| This seems to miss the other side of why all this failed before. Rdf has the same problems as the sql schemas with information scattered. What fields mean requires documentation. There - they have a name on a person. What name? Given? Legal? Chosen? Preferred for this use case? You only have one id for apple eh? Companies are complex to model, do you mean apple just as someone would talk about it? The legal structure of entities that underpins all major companies, what part of it is referred to? I spent a long time building identifiers for universities and companies (which was taken for ROR later) and it was a nightmare to say what a university even was.
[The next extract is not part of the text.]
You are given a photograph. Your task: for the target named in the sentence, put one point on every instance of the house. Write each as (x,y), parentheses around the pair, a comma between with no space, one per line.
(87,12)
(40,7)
What’s the name of Cambridge? It’s not “Cambridge University” or “The university of Cambridge” legally. But it also is the actual name as people use it. The university of Paris went from something like 13 institutes to maybe one to then a bunch more. Are companies locations at their headquarters? Which headquarters? Someone will suggest modelling to solve this but here lies the biggest problem: The correct modelling depends on the questions you want to answer. Our modelling had good tradeoffs for mapping academic citation tracking. It had bad modelling for legal ownership. There isn’t one modelling that solves both well. And this is all for the simplest of questions about an organisation - what is it called and is it one or two things? |
Using it to solve specific problems is good. A company I work with tries to do context engineering / adding guard rails to LLMs by modeling the knowledge in organizations, and that seems very promising.
The big question I still have is whether RDF offers any significant benefits for these way more limited scopes. Is it really that much faster, simpler or better to do queries on knowledge graphs rather than something like SQL?